CONTOS & CRÓNICAS – CARLOS REIS – OS ARTIGOS IMPUBLICÁVEIS – THE ENTERTAINER (Peça em Um Acto e três espectáculos).

 

 

O Papa vem aí, não tarda. Embora diferente dos outros todos, a sua cultura religiosa e mediática está-lhe no sangue e Fátima não pode escapar-lhe. Era o que faltava.

Recordo neste meu texto, com ternura e com saudade, a vinda do sinistro e entretanto desvanecido e desatualizado Ratzinger (de que já ninguém se lembra, nem a beatagem) a Portugal em 2010 e do show por ele dado e transmitido pelas televisões, na Praça do Comércio.

Um must.

Carlos

 

Interessante peça esta, levada à cena em primeira mão em Lisboa e a repetir nos respectivos teatros municipais do Porto e de Fátima. Tratou-se de uma espécie de versão moderna e mais actualizada da Cantora Careca, deixando no entanto a perder de vista, em termos de encenação e desempenho, a peça original do Ionesco. Não leram? Não viram? Não faz mal, ninguém do público a deve ter lido ou visto tão pouco, o que é que isso interessa?

Que dizer?

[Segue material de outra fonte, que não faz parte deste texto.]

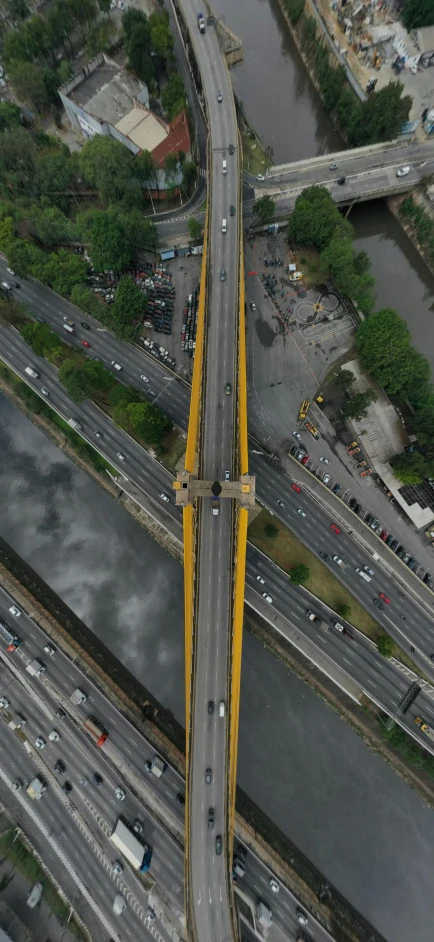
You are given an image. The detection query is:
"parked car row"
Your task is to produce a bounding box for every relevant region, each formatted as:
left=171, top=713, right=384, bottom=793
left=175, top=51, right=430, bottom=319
left=181, top=285, right=199, bottom=357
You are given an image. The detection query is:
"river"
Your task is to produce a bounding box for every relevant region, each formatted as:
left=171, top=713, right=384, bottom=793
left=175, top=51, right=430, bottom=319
left=0, top=395, right=434, bottom=942
left=213, top=0, right=434, bottom=375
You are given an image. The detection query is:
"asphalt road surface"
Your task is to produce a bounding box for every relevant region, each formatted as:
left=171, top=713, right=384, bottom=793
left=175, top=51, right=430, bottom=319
left=175, top=0, right=240, bottom=942
left=0, top=590, right=336, bottom=942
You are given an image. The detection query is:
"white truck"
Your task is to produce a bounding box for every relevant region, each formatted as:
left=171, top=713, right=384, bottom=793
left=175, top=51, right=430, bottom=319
left=110, top=818, right=152, bottom=873
left=69, top=687, right=87, bottom=706
left=68, top=419, right=83, bottom=432
left=256, top=900, right=273, bottom=929
left=26, top=775, right=47, bottom=801
left=26, top=658, right=45, bottom=677
left=145, top=756, right=166, bottom=778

A personagem principal, melhor, muito melhor que o Diácono Remédios (por vezes até como uma espécie de Mike Jagger ou outros rockers, com direito a esgares e a primeiros planos, em ecrans gigantescos) o padralhame, muito concorrido e bem marcado, com enormes golas de um amarelo vivo, a fazer lembrar os saudosos e extintos eléctricos da Praça do Comércio, dando a todo o certame uma luminosa cor local, os media sempre atentos e venerandos, cheios dos habituais sorrisos e tiques, desta feita recheados de fervor e fé, os seguranças, os polícias, tudo excelente em termos de movimentos de cena. E O Povo, claro, unido, pois como de costume jamais será vencido (umas vezes nas revoluções, outras vezes nas homilias) – alguns 80.000 na plateia, mais 200.000, espalhados pela Geral, ou seja, pela Baixa, vertical e transversal. Esta peça brecthtiana pressupunha naturalmente uma fantástica participação popular e naquele espaço não só se discutia a eucaristia da vida e outros mistérios, como também se serviam comes e bebes. Hóstias não faltavam, embora já em regime de fast-food e servidas de pé infelizmente –  sinal inequívoco dos tempos.

(Em Fátima a bilheteira vai, com certeza bater records de plateia, meu Deus, quem me dera lá poder estar).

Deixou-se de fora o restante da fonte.